Test whether Qwen3-4B's capabilities match the above requirements

qwen3:4b, the words are spoken very quickly, and the level of the answer is also high, but the text is not relevant to the topic, and it doesn't even recognize that the tool needs to be called.
So I looked at the hugging_face tokenizer_config.json model configuration, and indeed there istool_callWhy is this layer not working? Is it thisq4 quantificationCauses severe IQ loss?
I thought the 4B small n card on my NAS finally came in handy, but it seems I have to wait a little longer.
I want to try 8B again, but the local video memory is not enough, so I changed it to openrouter Service tests 8b, 14b, 30b.

Test whether Qwen3-8B's capabilities match the above requirements

Use cherryStudio to test qwen3:8b. It is possible to call the tool, but the answer is hallucinatory and the name of the returned note is changed.

Qwen3-4B-Local Model + Obsidian-MCP's `Local Q& A`.md
The answer became

01Project / Blog/draft/Qwen3-4B-Local Model + Obsidian-MCP's `Local Issues`.md

At this time, the notes are used git sync The advantage comes out. When you use mcp locally to organize your notes, if an error occurs, you can roll back to the last submitted version at any time!


This 8B can basically only be used for chatting, and in my scenario it is just for show but not for use

Test whether Qwen3-14B's capabilities match the above requirements

Using openrouter qwen3:14b Model testing


It looks good and can return results normally.
But when I want to test the content in depth, it reports insufficient tokens. According to official data,qwen3:14bThe maximum token of the model is128K, 150,000 words, I think this is enough to analyze a note.
But when I tested it, I asked it to read the note content and summarize it, but it prompted that the token exceeded 40k. I don’t know why?

It is clear from this error message that the
current context limit of the model is : 40960 tokens ➤ Exceeded.

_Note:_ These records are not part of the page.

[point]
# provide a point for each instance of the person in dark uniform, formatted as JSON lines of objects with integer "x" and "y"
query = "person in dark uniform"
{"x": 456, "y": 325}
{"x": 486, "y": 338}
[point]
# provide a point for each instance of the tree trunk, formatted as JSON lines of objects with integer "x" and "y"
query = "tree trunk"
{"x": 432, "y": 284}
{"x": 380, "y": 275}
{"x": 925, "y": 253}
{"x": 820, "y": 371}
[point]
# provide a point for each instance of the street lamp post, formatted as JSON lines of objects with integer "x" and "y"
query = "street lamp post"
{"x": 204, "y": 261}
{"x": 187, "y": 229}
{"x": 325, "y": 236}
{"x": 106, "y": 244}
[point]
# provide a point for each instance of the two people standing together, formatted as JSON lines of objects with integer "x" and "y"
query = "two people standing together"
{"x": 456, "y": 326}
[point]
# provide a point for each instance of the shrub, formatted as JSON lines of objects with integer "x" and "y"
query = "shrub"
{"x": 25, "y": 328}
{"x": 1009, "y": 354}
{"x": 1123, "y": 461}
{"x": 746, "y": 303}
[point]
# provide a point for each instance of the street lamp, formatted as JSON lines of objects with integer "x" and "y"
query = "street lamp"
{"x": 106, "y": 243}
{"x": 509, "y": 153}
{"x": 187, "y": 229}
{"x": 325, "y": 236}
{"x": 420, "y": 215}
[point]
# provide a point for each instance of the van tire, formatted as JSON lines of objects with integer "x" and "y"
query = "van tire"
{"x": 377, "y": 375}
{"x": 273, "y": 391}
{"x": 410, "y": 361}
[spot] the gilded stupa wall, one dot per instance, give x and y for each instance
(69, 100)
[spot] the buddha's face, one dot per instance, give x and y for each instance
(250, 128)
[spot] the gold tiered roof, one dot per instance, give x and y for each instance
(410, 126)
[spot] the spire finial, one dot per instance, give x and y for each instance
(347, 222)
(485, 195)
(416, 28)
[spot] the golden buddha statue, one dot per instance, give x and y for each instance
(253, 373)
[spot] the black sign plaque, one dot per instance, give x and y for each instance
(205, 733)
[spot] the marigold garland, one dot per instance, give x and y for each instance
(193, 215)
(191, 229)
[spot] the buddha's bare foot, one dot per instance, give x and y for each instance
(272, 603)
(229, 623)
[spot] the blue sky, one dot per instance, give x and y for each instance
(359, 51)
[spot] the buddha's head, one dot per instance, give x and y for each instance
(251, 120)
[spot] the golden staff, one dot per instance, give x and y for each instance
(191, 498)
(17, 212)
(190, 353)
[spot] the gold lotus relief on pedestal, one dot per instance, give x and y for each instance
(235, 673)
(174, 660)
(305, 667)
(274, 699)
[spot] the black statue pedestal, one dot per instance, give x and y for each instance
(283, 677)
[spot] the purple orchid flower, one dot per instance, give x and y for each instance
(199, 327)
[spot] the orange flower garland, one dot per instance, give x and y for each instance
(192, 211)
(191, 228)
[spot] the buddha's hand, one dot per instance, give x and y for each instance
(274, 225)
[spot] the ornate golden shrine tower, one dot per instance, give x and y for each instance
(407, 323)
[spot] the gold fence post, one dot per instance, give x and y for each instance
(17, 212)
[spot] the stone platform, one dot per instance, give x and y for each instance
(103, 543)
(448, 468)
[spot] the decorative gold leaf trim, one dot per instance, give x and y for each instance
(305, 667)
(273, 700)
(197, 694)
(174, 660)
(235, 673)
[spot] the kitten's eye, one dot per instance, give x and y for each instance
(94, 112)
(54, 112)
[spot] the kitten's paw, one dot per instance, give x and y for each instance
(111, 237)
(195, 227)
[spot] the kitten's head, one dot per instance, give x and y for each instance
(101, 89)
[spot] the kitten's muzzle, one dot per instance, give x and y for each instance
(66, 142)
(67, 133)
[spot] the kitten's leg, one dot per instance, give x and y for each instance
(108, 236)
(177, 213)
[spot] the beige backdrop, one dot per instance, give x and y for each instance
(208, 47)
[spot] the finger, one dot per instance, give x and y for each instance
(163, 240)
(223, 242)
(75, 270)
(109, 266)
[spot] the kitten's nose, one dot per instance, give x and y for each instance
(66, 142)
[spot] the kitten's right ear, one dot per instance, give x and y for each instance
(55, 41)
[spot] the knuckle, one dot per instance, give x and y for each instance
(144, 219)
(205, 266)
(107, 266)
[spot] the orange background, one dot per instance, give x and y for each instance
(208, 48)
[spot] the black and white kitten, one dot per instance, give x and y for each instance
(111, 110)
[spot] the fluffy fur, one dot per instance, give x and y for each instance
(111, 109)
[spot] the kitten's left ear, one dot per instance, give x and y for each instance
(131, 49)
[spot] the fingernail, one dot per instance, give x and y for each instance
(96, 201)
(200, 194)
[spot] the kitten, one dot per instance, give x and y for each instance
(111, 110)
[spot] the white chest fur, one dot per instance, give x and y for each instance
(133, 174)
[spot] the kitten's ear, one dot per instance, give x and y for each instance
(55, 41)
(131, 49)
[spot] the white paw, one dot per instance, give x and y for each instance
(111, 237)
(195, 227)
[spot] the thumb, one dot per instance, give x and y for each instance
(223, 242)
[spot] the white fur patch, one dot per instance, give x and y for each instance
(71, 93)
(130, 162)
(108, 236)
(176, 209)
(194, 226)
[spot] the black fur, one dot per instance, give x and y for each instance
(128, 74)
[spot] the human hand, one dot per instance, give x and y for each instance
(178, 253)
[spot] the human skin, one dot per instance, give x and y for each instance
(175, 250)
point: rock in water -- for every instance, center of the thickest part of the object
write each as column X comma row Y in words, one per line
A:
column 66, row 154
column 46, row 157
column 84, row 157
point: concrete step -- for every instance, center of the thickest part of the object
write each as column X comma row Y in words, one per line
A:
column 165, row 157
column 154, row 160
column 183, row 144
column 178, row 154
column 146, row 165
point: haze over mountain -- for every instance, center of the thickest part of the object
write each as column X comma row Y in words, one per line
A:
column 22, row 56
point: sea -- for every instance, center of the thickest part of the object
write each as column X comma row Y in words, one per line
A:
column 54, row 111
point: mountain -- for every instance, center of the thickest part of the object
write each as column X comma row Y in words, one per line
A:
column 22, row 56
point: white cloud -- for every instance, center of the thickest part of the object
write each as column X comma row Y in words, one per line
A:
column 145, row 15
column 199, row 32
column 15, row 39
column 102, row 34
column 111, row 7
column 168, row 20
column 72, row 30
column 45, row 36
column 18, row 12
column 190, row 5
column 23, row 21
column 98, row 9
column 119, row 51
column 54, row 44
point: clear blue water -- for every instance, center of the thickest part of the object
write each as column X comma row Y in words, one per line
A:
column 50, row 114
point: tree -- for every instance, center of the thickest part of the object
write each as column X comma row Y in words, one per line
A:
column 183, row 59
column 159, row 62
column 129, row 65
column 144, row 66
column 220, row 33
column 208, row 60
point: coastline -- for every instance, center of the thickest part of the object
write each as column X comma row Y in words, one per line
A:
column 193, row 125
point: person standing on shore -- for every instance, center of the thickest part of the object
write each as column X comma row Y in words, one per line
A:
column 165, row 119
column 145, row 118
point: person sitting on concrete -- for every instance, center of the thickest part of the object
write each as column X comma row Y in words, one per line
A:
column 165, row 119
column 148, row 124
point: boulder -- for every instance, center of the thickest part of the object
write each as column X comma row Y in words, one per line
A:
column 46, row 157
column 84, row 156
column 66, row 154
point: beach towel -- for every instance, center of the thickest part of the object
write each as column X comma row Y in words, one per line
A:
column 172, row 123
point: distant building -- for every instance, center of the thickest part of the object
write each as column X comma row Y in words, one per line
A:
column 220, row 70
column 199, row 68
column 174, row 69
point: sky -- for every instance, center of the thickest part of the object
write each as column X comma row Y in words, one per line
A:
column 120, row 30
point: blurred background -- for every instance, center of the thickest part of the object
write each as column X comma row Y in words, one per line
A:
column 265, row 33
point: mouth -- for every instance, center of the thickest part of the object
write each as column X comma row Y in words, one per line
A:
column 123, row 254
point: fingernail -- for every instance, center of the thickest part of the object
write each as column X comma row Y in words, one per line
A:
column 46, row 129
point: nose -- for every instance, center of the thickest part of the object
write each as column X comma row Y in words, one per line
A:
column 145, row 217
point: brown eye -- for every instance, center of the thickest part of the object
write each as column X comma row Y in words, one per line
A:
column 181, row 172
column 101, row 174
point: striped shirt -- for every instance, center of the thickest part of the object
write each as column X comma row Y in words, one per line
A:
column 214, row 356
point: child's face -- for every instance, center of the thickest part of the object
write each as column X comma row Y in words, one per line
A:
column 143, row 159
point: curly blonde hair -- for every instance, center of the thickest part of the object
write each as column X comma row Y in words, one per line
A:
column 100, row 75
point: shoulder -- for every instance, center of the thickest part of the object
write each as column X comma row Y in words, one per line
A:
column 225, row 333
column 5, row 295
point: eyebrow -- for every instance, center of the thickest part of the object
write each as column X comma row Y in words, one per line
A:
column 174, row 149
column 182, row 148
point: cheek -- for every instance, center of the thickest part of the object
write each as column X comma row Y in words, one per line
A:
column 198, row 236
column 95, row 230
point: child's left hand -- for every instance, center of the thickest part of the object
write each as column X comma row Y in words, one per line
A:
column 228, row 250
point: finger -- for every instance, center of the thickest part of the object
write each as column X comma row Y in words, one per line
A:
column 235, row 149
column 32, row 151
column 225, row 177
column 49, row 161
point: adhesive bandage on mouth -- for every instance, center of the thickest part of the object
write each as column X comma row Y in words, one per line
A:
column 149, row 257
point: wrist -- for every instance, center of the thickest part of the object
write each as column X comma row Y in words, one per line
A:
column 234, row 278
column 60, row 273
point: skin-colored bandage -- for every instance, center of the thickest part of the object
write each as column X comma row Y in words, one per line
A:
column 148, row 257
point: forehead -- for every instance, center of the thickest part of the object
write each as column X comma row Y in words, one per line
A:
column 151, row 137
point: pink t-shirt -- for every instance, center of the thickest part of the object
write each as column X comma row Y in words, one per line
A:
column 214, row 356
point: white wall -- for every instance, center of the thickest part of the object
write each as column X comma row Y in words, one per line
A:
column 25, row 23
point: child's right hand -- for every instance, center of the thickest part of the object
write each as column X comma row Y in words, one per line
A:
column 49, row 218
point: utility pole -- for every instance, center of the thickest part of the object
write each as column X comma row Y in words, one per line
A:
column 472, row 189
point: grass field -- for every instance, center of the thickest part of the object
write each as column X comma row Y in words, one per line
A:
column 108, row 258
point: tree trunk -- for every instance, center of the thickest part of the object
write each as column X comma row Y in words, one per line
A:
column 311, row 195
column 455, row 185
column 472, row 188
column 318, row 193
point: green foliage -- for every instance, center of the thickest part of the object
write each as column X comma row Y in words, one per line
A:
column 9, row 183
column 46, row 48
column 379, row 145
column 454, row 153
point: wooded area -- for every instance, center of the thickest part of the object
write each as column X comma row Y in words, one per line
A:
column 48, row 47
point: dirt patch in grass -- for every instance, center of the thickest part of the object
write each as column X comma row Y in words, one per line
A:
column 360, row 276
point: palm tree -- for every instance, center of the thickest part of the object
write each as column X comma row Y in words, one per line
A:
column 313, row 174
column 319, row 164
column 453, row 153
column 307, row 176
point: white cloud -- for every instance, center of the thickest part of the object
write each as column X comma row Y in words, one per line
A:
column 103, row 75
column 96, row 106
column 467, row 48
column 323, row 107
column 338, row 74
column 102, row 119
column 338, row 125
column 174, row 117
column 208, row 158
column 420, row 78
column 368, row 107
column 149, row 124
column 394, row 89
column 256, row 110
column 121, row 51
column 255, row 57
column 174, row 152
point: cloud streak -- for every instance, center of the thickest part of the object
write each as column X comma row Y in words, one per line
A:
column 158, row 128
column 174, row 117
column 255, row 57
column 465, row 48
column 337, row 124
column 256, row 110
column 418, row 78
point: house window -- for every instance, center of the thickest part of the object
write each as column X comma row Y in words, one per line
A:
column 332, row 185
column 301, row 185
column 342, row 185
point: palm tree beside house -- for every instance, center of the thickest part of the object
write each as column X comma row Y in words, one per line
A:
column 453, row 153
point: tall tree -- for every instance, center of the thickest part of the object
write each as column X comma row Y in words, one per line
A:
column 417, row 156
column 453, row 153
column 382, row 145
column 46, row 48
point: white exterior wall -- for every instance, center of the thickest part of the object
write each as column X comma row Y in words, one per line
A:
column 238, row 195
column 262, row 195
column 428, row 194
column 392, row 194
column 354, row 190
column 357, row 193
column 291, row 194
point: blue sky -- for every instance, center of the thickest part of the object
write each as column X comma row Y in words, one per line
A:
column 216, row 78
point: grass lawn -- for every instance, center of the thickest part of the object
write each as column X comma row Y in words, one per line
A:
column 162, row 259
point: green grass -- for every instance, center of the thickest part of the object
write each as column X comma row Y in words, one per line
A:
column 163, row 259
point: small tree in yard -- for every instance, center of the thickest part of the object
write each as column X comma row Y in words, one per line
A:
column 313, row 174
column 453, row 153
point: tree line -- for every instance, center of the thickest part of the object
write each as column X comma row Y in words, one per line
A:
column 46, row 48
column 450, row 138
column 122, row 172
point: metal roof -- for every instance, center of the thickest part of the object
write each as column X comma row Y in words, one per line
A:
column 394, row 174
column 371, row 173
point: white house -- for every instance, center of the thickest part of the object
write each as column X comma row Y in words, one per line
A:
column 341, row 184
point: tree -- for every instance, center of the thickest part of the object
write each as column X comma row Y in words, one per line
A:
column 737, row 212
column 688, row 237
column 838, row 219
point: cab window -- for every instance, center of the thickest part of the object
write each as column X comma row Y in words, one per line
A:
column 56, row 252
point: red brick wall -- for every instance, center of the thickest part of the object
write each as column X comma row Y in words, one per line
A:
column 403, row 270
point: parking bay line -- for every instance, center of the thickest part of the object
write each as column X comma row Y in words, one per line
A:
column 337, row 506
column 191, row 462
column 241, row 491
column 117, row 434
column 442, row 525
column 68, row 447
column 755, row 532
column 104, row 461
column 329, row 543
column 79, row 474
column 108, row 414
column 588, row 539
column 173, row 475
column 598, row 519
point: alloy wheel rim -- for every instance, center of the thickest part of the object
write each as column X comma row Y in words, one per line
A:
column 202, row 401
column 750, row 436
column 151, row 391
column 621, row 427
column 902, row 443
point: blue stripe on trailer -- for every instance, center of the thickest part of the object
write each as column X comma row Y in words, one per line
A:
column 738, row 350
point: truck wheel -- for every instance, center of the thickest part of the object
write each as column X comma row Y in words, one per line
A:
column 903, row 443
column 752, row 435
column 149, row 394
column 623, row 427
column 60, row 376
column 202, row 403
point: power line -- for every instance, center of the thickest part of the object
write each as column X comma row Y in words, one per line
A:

I think it is a limitation of openRouter's own deployment. qwen3-demo:

https://huggingface.co/spaces/Qwen/Qwen3-Demo

After testing, the same text can be summarized normally, and 128k tokens are enough. It seems that 8B, 14B, and 32B can still be used locally.

in conclusion

The knowledge base interaction test using Qwen3 and Obsidian-MCP concluded that:

Version 4B : Quantization compression leads to aphasia

  • • The tool call capability is completely lost, facing clear obsidian_get_recent_changes Indifferent to instructions
  • • The token capacity is 32K, so long sessions may be difficult to process completely

Version 8B : Seemingly useful but actually dangerous

  • • Although the tool call can be recognized, the returned file path has a high error rate;
  • • Appears when the content is summarized Hallucination Rewrite, the note name will be modified;
  • • If the MCP API is accidentally deleted and there is no git backup, it will be more dangerous

Version 14B+ : Really Fragrance Warning

  • • 128K token capacity perfectly adapts to the knowledge base scenario, and accurately calls the Obsidian API during testing
  • • However, local deployment requires 16G video memory, which is prohibitive for most NAS users

Before my 16G graphics card arrives, I have to pay attention to privacy protection. I first use the cloud-based large model + MCP to read the non-sensitive data directory as the context for questions and answers.

After all, to be a technology master, you must understand Finding the optimal solution within realistic constraints.